Developer Ryan McLeod recounts his work creating Gravity, an app that uses the iPhone 6s/6s Plus’s 3D Touch feature to turn the phone into a digital scale:

With the force values linearly correlated to weight, turning any force into a weight was going to be as simple as recording the force of known weights and creating a linear regression. It’d even be possible to use some statistics to predict how well the calibration went (there are many factors that can throw off a calibration). We opted to use coins for calibration, with a framework that made it easy to internationalize in the future.

Unsurprisingly1, the app was rejected.

To make a long story short the final answer over the phone was that the concept of a scale app was not appropriate for the App Store.

We were–and still are–bummed to say the least, but we understand some of the reasons Apple might not be allowing scale apps at this time.

To McLeod’s credit, he takes the rejection pretty well, even noting that apps that bend Apple’s API for unexpected uses often aren’t accepted right away.
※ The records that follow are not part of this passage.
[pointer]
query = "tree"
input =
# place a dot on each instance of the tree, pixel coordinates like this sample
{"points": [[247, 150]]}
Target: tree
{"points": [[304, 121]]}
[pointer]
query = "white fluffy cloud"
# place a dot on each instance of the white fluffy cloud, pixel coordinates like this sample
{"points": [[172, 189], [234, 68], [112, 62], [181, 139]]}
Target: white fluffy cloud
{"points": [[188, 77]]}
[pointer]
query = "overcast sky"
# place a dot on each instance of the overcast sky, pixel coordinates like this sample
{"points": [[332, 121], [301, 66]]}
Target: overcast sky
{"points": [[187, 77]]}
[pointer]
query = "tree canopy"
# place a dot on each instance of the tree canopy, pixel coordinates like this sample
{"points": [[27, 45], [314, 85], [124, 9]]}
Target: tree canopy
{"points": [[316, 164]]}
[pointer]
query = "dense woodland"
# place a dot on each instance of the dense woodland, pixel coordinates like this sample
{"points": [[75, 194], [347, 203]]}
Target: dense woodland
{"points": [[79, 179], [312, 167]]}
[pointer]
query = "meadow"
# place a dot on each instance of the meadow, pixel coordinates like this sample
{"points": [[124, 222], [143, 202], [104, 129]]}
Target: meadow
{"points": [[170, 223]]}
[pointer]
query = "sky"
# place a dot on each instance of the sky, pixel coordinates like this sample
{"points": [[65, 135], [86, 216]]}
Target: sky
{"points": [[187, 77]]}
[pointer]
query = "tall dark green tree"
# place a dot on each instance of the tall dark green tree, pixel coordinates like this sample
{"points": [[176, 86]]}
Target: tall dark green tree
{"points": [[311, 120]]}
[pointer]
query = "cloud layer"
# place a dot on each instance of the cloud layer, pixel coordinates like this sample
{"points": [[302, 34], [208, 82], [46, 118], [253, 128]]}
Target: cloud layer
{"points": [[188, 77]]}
But it is a shame, because it’s a clever implementation and Apple should be encouraging developers to think outside the box.

Really, what Apple needs is a small group within the App Store review team to flag apps that are pushing the envelope in smart, respectful ways; work with those apps’ developers; and present overall recommendations to App Store leadership–perhaps even reporting directly to Eddy Cue. Blanket rejections get you nowhere, and they increase the frustration of developers who are legitimately trying to do cool things that delight users–just as Apple aims to do.


  1. And isn’t it sad just how unsurprising that is?